Bei dieser Gelegenheit hatte der Papst festgestellt, dass "nach den sozialen Umwälzungen der 68er-Bewegung die Auslegung bestimmter Rechte sich allmählich geändert hat und eine Vielzahl neuer Rechte umfasst, die nicht selten miteinander in Konflikt stehen".

Dadurch, so der Papst weiter, entstehe die "etwas paradoxe" Gefahr, dass "im Namen der Menschenrechte selbst moderne Formen der ideologischen Kolonisierung der Stärksten und Reichsten zum Nachteil der Ärmsten und Schwächsten etabliert werden".

Der Heilige Vater ging noch weiter und betonte, dass nicht nur Krieg oder Gewalt das Recht auf Leben, Freiheit und die Unverletzlichkeit jeder menschlichen Person verletzen, sondern dass es auch subtilere Formen gibt, wie die Aussonderung unschuldiger Kinder, noch bevor sie geboren sind. Aus diesem Grund forderte der Papst neben dem Engagement für Frieden und Abrüstung eine Antwort, die auch der Familie neue Aufmerksamkeit schenkt.

Die Position des Heiligen Stuhls

Es geht darum, dass der Heilige Stuhl versucht, alle Szenarien in einer Weise zu betrachten, die alle aktuellen Probleme zu erfassen versucht.
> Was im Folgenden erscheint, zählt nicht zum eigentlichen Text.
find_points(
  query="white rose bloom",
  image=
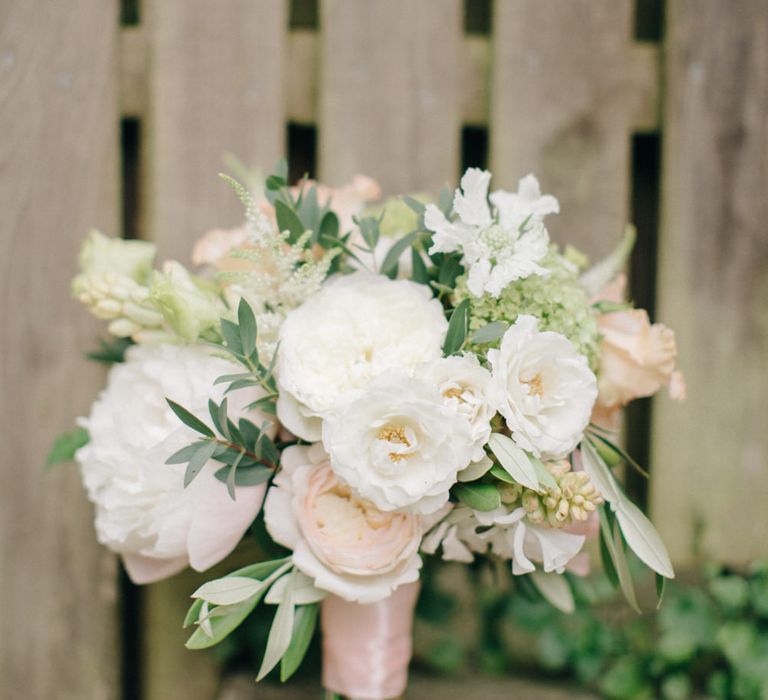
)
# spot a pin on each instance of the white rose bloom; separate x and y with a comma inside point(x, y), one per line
point(465, 532)
point(343, 543)
point(501, 245)
point(543, 387)
point(463, 384)
point(397, 443)
point(143, 510)
point(353, 329)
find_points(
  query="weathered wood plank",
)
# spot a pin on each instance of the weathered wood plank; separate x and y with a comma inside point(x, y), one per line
point(560, 109)
point(58, 154)
point(389, 97)
point(710, 483)
point(217, 85)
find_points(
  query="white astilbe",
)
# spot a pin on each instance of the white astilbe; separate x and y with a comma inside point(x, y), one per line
point(277, 276)
point(499, 244)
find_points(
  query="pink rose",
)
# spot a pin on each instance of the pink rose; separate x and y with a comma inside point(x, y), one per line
point(637, 358)
point(345, 544)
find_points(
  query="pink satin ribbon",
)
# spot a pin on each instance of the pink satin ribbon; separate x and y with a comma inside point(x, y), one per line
point(367, 648)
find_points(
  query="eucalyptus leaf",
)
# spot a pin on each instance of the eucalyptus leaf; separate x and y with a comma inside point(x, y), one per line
point(612, 540)
point(190, 419)
point(288, 220)
point(514, 460)
point(643, 538)
point(228, 590)
point(490, 332)
point(555, 588)
point(203, 453)
point(457, 329)
point(279, 636)
point(247, 321)
point(482, 497)
point(304, 624)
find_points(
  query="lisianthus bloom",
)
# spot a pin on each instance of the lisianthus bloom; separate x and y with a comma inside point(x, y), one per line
point(143, 510)
point(543, 388)
point(344, 543)
point(463, 383)
point(498, 246)
point(350, 331)
point(397, 443)
point(507, 534)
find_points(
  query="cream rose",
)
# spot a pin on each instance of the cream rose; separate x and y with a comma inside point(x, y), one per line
point(397, 443)
point(350, 331)
point(345, 544)
point(543, 388)
point(637, 358)
point(143, 510)
point(463, 384)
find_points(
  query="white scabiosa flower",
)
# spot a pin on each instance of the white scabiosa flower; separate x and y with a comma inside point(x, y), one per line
point(463, 384)
point(353, 329)
point(499, 245)
point(543, 387)
point(397, 443)
point(143, 511)
point(344, 543)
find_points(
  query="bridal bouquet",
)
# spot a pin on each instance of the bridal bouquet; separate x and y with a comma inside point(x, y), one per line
point(366, 384)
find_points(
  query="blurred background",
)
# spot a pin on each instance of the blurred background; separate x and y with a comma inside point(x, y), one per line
point(120, 114)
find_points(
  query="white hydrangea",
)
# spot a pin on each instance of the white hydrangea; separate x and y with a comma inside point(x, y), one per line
point(352, 330)
point(543, 387)
point(397, 443)
point(498, 245)
point(143, 510)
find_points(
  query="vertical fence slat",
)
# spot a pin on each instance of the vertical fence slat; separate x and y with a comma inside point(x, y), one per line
point(710, 455)
point(389, 92)
point(216, 86)
point(560, 110)
point(58, 623)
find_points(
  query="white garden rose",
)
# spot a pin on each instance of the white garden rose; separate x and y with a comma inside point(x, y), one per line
point(143, 511)
point(345, 544)
point(543, 387)
point(397, 443)
point(353, 329)
point(463, 384)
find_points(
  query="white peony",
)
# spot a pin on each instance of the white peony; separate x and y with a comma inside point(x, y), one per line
point(143, 510)
point(397, 443)
point(343, 543)
point(463, 384)
point(465, 532)
point(543, 387)
point(498, 246)
point(353, 329)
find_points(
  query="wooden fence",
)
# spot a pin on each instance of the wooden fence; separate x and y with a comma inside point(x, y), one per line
point(397, 89)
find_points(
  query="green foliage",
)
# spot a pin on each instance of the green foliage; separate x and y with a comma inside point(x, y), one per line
point(65, 446)
point(110, 351)
point(708, 639)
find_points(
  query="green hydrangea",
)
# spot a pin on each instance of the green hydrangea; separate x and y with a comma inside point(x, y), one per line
point(557, 300)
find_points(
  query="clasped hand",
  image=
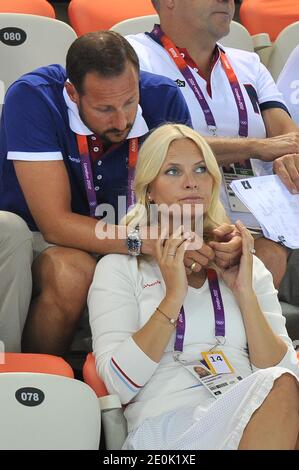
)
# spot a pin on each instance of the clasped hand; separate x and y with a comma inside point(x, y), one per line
point(231, 253)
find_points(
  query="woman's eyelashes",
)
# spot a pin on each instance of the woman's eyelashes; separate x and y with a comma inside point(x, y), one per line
point(175, 171)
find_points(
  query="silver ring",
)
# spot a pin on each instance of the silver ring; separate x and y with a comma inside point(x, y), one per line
point(193, 265)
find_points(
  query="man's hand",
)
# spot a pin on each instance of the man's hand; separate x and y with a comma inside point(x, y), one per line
point(227, 246)
point(287, 168)
point(274, 147)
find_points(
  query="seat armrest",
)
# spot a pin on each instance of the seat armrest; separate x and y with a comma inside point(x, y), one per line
point(109, 402)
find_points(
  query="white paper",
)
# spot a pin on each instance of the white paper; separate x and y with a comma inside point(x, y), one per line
point(276, 209)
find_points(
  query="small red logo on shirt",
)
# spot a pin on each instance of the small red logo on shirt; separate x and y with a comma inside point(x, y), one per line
point(152, 284)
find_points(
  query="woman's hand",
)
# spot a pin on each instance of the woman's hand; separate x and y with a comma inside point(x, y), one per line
point(170, 257)
point(239, 277)
point(227, 246)
point(198, 255)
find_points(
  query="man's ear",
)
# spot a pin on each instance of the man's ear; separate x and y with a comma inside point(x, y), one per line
point(71, 91)
point(169, 3)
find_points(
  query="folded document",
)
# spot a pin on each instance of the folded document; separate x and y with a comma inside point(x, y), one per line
point(276, 209)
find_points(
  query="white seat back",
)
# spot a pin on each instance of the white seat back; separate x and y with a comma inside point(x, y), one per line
point(43, 411)
point(284, 44)
point(31, 41)
point(238, 38)
point(136, 25)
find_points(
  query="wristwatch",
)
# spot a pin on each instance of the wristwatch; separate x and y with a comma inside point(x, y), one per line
point(134, 242)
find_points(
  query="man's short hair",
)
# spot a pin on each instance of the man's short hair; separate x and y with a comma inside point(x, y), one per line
point(104, 52)
point(156, 4)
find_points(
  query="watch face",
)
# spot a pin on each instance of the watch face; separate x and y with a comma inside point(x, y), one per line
point(134, 243)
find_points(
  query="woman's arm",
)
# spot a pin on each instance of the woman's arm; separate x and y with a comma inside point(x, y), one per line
point(267, 346)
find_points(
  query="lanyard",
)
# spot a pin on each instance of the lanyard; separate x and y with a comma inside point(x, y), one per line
point(218, 314)
point(158, 36)
point(87, 172)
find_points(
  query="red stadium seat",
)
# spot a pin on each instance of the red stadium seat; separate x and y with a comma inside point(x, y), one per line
point(268, 16)
point(31, 7)
point(87, 15)
point(42, 363)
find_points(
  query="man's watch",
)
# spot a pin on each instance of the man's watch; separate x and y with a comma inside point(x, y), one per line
point(134, 242)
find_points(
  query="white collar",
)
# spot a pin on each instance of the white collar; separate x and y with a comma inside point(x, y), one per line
point(139, 127)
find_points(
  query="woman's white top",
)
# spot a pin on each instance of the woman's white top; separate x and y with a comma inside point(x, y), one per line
point(123, 296)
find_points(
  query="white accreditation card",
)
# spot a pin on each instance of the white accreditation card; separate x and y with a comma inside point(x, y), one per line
point(214, 372)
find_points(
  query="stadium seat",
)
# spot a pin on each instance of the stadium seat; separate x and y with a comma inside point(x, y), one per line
point(30, 41)
point(136, 25)
point(268, 16)
point(113, 420)
point(284, 44)
point(47, 412)
point(87, 15)
point(44, 363)
point(32, 7)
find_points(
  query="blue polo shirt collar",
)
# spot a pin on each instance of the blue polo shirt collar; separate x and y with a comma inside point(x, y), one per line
point(139, 128)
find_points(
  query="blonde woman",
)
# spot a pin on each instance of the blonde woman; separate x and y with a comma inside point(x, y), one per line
point(150, 321)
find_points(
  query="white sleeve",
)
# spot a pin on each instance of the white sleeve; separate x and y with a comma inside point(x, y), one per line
point(114, 317)
point(288, 84)
point(143, 51)
point(270, 306)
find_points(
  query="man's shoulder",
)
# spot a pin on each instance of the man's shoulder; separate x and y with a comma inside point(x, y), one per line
point(150, 80)
point(43, 76)
point(241, 58)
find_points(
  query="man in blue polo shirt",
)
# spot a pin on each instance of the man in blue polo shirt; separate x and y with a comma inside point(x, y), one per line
point(69, 141)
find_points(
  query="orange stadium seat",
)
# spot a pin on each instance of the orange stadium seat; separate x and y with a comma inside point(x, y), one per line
point(42, 363)
point(32, 7)
point(268, 16)
point(87, 15)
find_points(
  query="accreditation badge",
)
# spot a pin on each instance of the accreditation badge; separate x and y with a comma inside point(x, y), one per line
point(214, 372)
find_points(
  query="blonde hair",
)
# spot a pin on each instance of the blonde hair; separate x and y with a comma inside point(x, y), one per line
point(151, 158)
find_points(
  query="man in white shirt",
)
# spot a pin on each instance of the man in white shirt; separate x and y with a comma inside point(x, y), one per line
point(230, 94)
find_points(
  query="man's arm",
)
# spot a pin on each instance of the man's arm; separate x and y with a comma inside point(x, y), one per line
point(282, 138)
point(50, 206)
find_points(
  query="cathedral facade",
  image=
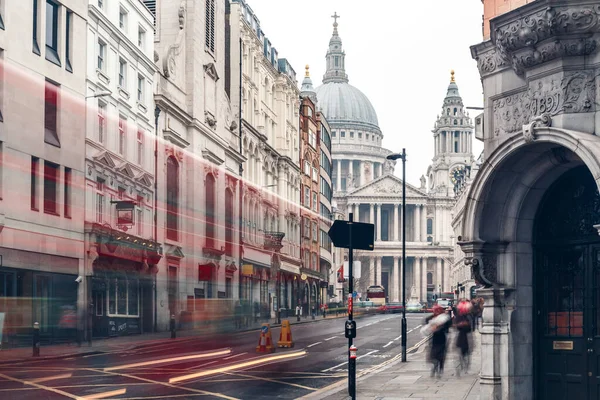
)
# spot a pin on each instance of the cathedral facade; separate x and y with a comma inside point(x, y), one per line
point(364, 184)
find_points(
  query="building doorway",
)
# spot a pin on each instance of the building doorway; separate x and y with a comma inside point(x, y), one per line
point(567, 288)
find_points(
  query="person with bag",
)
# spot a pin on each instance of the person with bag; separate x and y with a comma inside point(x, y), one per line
point(438, 324)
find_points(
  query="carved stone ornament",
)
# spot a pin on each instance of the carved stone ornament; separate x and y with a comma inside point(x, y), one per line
point(543, 120)
point(574, 92)
point(538, 34)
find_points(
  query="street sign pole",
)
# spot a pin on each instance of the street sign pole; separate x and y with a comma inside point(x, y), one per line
point(351, 360)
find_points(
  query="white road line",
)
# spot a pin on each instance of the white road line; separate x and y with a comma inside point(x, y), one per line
point(237, 355)
point(346, 362)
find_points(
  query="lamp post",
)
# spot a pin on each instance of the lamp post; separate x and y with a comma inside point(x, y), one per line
point(394, 157)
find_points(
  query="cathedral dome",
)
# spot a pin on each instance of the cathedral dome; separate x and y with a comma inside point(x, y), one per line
point(342, 102)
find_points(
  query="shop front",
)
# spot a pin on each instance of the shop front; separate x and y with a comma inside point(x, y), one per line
point(122, 287)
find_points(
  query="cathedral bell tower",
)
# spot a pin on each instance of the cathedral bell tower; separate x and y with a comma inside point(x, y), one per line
point(453, 139)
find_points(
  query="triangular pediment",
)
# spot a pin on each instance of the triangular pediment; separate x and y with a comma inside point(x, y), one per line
point(387, 185)
point(105, 158)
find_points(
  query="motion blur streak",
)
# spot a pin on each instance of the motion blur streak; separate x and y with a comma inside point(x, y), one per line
point(106, 395)
point(236, 366)
point(167, 360)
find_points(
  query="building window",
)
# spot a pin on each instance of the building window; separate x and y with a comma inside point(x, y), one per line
point(101, 121)
point(229, 223)
point(50, 186)
point(68, 39)
point(210, 25)
point(141, 38)
point(51, 114)
point(52, 32)
point(211, 215)
point(123, 19)
point(101, 54)
point(99, 200)
point(67, 192)
point(141, 82)
point(172, 198)
point(122, 134)
point(140, 149)
point(35, 165)
point(122, 74)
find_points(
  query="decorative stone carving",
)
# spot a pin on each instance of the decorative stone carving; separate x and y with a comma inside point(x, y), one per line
point(575, 92)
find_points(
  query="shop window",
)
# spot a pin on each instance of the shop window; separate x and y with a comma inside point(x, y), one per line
point(172, 199)
point(50, 187)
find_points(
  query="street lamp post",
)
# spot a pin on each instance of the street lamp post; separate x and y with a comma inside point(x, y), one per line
point(403, 158)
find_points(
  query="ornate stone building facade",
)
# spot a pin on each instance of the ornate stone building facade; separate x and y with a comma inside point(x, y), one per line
point(270, 105)
point(364, 184)
point(531, 218)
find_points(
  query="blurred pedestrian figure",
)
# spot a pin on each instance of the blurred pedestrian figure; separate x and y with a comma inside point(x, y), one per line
point(438, 324)
point(463, 324)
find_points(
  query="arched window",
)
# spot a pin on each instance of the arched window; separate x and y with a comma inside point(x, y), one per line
point(172, 198)
point(229, 222)
point(210, 211)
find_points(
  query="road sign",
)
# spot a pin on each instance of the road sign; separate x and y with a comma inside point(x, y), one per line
point(363, 235)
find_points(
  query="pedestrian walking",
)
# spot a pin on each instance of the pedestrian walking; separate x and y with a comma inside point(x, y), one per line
point(463, 324)
point(438, 325)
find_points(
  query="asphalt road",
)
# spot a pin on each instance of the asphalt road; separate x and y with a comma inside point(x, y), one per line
point(222, 367)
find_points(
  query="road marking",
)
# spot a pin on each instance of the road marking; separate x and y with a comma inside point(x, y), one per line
point(107, 394)
point(69, 395)
point(346, 362)
point(237, 355)
point(51, 378)
point(236, 366)
point(204, 392)
point(168, 360)
point(272, 380)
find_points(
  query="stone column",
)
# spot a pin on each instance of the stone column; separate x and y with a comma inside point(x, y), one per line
point(424, 278)
point(378, 222)
point(439, 279)
point(396, 282)
point(378, 271)
point(417, 224)
point(396, 227)
point(338, 182)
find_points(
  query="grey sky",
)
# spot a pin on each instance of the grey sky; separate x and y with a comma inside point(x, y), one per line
point(398, 52)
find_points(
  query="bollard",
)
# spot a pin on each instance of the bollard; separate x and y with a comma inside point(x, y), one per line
point(173, 332)
point(36, 339)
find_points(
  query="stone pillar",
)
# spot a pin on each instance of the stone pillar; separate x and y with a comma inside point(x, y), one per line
point(417, 223)
point(338, 182)
point(378, 222)
point(424, 278)
point(396, 285)
point(396, 227)
point(378, 271)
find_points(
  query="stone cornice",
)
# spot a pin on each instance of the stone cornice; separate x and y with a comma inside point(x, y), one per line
point(538, 32)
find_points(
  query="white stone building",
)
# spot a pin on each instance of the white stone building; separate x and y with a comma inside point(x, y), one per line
point(121, 255)
point(270, 144)
point(42, 139)
point(364, 184)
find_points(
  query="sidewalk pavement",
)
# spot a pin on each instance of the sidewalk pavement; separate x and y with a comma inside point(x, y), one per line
point(411, 380)
point(122, 343)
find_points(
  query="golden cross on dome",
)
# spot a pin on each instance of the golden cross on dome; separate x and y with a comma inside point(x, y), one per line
point(335, 17)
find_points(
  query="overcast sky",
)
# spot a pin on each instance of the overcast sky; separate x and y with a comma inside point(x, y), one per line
point(398, 52)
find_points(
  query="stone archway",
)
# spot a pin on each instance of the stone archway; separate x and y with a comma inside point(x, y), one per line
point(498, 227)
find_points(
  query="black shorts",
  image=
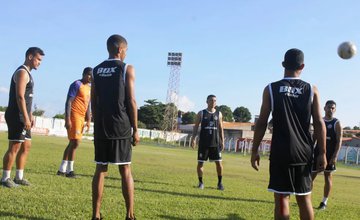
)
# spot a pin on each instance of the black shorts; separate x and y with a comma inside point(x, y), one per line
point(211, 153)
point(16, 131)
point(290, 179)
point(116, 151)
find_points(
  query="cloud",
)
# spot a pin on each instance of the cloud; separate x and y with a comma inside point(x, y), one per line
point(4, 90)
point(185, 104)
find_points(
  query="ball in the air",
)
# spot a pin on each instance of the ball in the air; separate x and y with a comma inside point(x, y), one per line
point(346, 50)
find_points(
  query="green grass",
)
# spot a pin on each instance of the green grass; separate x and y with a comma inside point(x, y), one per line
point(165, 187)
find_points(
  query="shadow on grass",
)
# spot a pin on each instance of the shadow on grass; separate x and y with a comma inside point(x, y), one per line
point(229, 217)
point(19, 216)
point(203, 196)
point(352, 177)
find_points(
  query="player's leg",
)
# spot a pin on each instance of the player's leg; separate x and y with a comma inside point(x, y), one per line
point(203, 155)
point(215, 155)
point(64, 162)
point(21, 159)
point(98, 188)
point(200, 172)
point(219, 170)
point(327, 187)
point(313, 175)
point(127, 184)
point(8, 161)
point(16, 136)
point(73, 145)
point(282, 210)
point(74, 135)
point(305, 207)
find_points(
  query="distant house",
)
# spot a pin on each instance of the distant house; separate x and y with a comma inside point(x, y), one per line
point(234, 130)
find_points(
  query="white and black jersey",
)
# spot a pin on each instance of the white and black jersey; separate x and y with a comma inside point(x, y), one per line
point(209, 133)
point(111, 120)
point(291, 106)
point(12, 112)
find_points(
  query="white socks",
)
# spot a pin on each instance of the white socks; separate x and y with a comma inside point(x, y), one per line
point(66, 166)
point(19, 174)
point(63, 166)
point(325, 200)
point(70, 166)
point(6, 175)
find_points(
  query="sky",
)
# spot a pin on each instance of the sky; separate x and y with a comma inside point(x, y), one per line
point(231, 48)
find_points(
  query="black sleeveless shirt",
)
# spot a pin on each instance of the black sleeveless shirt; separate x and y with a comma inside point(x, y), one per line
point(111, 120)
point(13, 110)
point(331, 138)
point(291, 105)
point(209, 133)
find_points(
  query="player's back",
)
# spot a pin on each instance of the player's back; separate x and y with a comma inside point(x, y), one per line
point(111, 120)
point(291, 104)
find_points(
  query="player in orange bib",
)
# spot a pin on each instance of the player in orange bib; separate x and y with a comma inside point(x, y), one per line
point(76, 111)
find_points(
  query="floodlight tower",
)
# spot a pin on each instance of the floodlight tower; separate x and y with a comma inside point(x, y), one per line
point(170, 116)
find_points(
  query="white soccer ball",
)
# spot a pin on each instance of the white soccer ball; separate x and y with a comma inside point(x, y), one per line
point(346, 50)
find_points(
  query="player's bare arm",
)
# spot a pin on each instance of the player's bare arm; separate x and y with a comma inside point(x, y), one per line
point(221, 133)
point(339, 133)
point(88, 118)
point(319, 131)
point(260, 128)
point(195, 129)
point(22, 78)
point(93, 100)
point(130, 90)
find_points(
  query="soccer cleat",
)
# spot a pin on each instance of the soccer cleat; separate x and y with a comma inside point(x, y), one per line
point(23, 182)
point(71, 174)
point(101, 218)
point(201, 186)
point(220, 186)
point(59, 173)
point(322, 206)
point(9, 183)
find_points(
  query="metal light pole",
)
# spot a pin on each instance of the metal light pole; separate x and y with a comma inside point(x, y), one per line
point(170, 117)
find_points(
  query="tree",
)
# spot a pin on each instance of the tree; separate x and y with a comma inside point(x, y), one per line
point(37, 111)
point(141, 124)
point(188, 118)
point(226, 112)
point(242, 114)
point(152, 114)
point(60, 116)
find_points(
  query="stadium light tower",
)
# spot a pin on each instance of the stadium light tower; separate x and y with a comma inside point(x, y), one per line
point(170, 118)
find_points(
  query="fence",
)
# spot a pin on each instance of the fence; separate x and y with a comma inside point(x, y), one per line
point(56, 127)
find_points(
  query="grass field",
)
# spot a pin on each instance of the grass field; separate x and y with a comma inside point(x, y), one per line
point(165, 187)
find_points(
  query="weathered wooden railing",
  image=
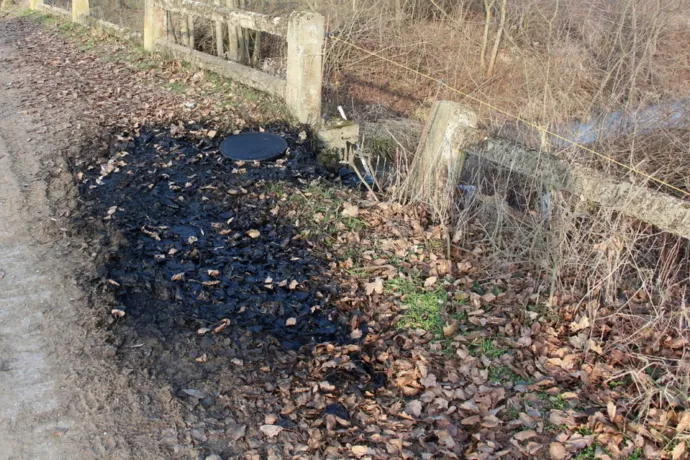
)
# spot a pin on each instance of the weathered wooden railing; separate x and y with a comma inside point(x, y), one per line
point(305, 33)
point(451, 134)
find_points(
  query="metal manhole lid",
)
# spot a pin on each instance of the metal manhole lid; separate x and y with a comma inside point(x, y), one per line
point(253, 146)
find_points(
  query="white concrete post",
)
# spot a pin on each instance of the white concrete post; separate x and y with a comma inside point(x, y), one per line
point(80, 9)
point(33, 4)
point(155, 24)
point(219, 35)
point(306, 36)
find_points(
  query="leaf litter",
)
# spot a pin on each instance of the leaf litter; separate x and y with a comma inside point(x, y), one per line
point(372, 344)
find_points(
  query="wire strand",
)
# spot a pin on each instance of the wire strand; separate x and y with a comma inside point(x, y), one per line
point(539, 128)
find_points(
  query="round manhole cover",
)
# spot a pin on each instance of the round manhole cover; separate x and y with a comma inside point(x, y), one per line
point(253, 146)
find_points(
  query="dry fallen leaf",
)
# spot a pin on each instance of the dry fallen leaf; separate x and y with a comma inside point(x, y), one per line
point(223, 324)
point(271, 431)
point(450, 329)
point(360, 451)
point(678, 451)
point(557, 451)
point(349, 210)
point(375, 287)
point(684, 422)
point(430, 281)
point(413, 408)
point(525, 435)
point(611, 409)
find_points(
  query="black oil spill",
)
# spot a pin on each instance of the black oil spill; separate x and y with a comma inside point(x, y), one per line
point(177, 215)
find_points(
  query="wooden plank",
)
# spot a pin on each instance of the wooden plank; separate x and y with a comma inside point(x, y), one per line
point(666, 212)
point(243, 74)
point(241, 18)
point(114, 29)
point(53, 10)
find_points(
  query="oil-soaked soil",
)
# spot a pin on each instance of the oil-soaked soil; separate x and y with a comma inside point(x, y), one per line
point(191, 240)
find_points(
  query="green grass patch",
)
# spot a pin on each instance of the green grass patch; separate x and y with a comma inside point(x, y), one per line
point(499, 374)
point(422, 309)
point(636, 455)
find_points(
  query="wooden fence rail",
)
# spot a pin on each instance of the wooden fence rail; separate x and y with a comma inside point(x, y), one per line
point(305, 33)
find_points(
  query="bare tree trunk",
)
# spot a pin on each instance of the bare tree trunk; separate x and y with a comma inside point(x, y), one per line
point(256, 52)
point(488, 4)
point(497, 42)
point(190, 21)
point(398, 11)
point(219, 34)
point(184, 30)
point(243, 38)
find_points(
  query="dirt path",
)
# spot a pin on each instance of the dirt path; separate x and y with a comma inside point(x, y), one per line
point(60, 397)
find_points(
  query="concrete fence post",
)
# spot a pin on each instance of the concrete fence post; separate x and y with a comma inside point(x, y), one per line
point(155, 25)
point(306, 36)
point(80, 10)
point(436, 168)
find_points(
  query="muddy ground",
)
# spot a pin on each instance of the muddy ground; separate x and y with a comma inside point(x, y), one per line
point(172, 303)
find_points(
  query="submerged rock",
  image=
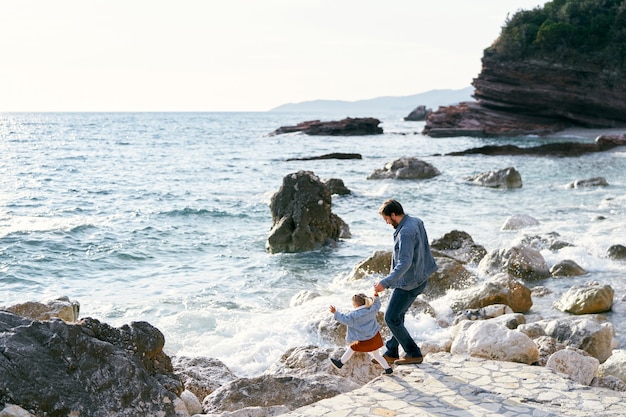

Worauf gründet sich die Haltung des Heiligen Stuhls gegenüber den neuen Rechten? Aus der Tatsache, dass sie eine neue anthropologische Vision bringen, die sich von der Vision des christlichen Vorschlags entfernt und die Person der drei Dimensionen der Beziehung zu sich selbst, der Beziehung zu Gott und der Beziehung zu den anderen beraubt.

Der Heilige Stuhl sieht darin das Risiko, die Würde des Menschen zu zerstören. Kardinal Pietro Parolin erklärte in einem Interview im Jahr 2022, dass "es sich nicht um einen ideologischen Kampf der Kirche handelt. Die Kirche befasst sich mit diesen Fragen, weil sie sich um den Menschen kümmert und ihn liebt, und sie verteidigt die menschliche Person in ihrer Würde und in ihren tiefsten Entscheidungen. Es geht wirklich darum, über Rechte zu sprechen, und zwar mit Liebe zum Menschen, denn wir sehen die Abwege, die sich aus diesen Entscheidungen ergeben".

Es ist ein harter Kampf für den Heiligen Stuhl, der nicht nur kein Gehör findet, sondern jedes Mal, wenn er sich der Verbreitung der neuen Rechte widersetzt, ein Ärgernis darstellt. So setzt das Dokument "Dignitas Infinita" einen weiteren Akzent und gibt den Diplomaten des Heiligen Stuhls ein neues Instrument in die Hand, um die Frage der neuen Rechte anzugehen. Es ist sicherlich eine Frage der Zukunft, aber auch der Gegenwart.